I ordered an extra soft rubber grommet for the fan. I don't know how much it really helps I didn't try it without it. 

-john


----------



## cavchameleon (Jan 7, 2008)

John,

Did you get the fans? The rubber grommet does help decouple the fan for mounting and does help reduce (sometimes greatly) vibration from the fan to the cabinet. 

Ray


----------



## tstewart (Sep 22, 2009)

Thanks for all the great information, cavchameleon, and that's a cool (yuck, yuck) manifold you built, fibreKid. I just bought a Sunon 120v fan: SP101A-1123HST.GN : 120 X 120 X 38 MM; 115 VAC; 85/105 CFM; 50/60 HZ; 20/18 W; 43/48 DBA. I should have read this thread first. I'm going to see if I can return my fan and go with the Noctua you recommended. I want to get a thermostat for the fan, so it will only run when the cabinet gets hot. I might use an attic fan thermostat to hook the 12v transformer into, so it doesn't use power when not needed. Any other suggestions?

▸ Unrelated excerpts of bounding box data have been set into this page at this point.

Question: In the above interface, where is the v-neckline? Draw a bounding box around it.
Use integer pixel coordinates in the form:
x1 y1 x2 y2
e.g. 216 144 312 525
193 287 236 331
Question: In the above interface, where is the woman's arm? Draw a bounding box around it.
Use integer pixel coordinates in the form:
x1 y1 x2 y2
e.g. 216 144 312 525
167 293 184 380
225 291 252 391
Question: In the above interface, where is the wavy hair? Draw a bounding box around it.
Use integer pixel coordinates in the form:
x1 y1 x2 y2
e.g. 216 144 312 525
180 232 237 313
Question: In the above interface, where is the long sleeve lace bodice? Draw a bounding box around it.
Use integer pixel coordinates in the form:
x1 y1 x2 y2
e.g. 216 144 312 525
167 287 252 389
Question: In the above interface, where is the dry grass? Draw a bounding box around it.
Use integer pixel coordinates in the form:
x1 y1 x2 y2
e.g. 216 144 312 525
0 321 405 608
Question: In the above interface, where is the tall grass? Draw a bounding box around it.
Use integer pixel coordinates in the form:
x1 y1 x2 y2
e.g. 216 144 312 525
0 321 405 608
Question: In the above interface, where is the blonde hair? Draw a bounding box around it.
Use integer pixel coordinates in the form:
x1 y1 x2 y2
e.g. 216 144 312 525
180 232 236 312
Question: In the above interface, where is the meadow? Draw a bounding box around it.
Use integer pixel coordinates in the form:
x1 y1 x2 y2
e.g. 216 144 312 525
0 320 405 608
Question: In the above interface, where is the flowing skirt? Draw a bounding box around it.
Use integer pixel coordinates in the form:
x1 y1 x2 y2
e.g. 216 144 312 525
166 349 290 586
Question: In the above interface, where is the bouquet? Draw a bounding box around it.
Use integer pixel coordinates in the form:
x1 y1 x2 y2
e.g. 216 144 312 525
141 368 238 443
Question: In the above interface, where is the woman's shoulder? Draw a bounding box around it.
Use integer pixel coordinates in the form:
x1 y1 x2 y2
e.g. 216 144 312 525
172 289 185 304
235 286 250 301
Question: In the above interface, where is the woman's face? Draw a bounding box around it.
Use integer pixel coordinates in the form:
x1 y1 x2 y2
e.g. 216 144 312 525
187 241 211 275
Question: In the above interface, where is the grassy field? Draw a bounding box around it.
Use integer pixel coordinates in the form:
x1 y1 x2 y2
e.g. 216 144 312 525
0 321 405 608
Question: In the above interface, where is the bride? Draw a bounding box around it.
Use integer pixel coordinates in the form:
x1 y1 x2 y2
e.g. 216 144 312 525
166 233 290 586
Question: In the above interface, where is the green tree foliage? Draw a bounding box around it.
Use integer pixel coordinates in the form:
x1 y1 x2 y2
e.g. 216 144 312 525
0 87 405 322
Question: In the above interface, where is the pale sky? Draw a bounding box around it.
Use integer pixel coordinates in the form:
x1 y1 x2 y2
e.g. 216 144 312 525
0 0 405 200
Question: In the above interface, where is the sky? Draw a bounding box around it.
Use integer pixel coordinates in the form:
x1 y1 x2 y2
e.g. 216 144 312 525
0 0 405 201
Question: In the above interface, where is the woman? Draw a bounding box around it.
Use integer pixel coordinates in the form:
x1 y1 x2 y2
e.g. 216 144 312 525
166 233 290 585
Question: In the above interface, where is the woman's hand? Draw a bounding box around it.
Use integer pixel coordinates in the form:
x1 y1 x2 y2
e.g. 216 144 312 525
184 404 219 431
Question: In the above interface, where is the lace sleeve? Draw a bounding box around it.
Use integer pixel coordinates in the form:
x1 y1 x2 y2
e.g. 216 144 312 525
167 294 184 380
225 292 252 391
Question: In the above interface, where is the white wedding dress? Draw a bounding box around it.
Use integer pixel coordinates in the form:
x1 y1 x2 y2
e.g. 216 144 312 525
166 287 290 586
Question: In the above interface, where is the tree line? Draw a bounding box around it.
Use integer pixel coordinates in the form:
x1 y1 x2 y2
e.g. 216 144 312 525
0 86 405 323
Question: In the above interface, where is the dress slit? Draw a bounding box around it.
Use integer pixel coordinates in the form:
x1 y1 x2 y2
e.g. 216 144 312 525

BTW, I am planning on installing the fan in the bottom (floor) of my cabinet to create positive pressure that will exhaust through a slot above the cabinet, behind the countertop. I am building the cabinets. It will be a long credenza (12') and the air will be drawn from the far end and go through spaces in the cabinet base to get to the fan. I expect that to further reduce noise, although that may not be necessary with the Noctua.


----------